922, 927 (D. P.R. 1985); Nabke v. United States Dep’t of HUD, 520 F.Supp. 5, 9 (W.D. Mich.
1981). The court agrees with these well-reasoned decisions. Because the statute does not
provide a private cause of action, an amendment to state such a claim would be futile.
Plaintiff’s Title VI of the Civil Rights Act of 1964 Claim
Title VI of the Civil Rights Act of 1964 prohibits discrimination on the basis of race,
color or national origin in programs and activities receiving federal funds. See 42 U.S.C. §
2000d et seq. Plaintiff has alleged discrimination on the basis of his sexual orientation. Title VI
of the Civil Rights Act of 1964 is inapplicable to Plaintiff’s case because it does not address
discrimination based on sexual orientation, the basis of Plaintiff’s purported discrimination
See Hall v. Prince George’s County, 2003 WL 23350258, * 4 (D. Md. 2003).

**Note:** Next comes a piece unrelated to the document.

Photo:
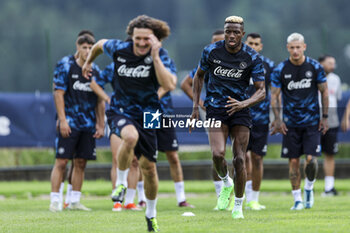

Therefore, again, an amendment to state such a claim would be futile.
Because all of the proposed claims in Plaintiff’s proposed amended complaint fail as a
matter of law, the amendment would be futile. Therefore, Plaintiff’s Motion for Leave to File an
Amended Complaint (Doc. # 33) is due to be denied.
A separate order will be entered.
DONE and ORDERED this December 10, 2014.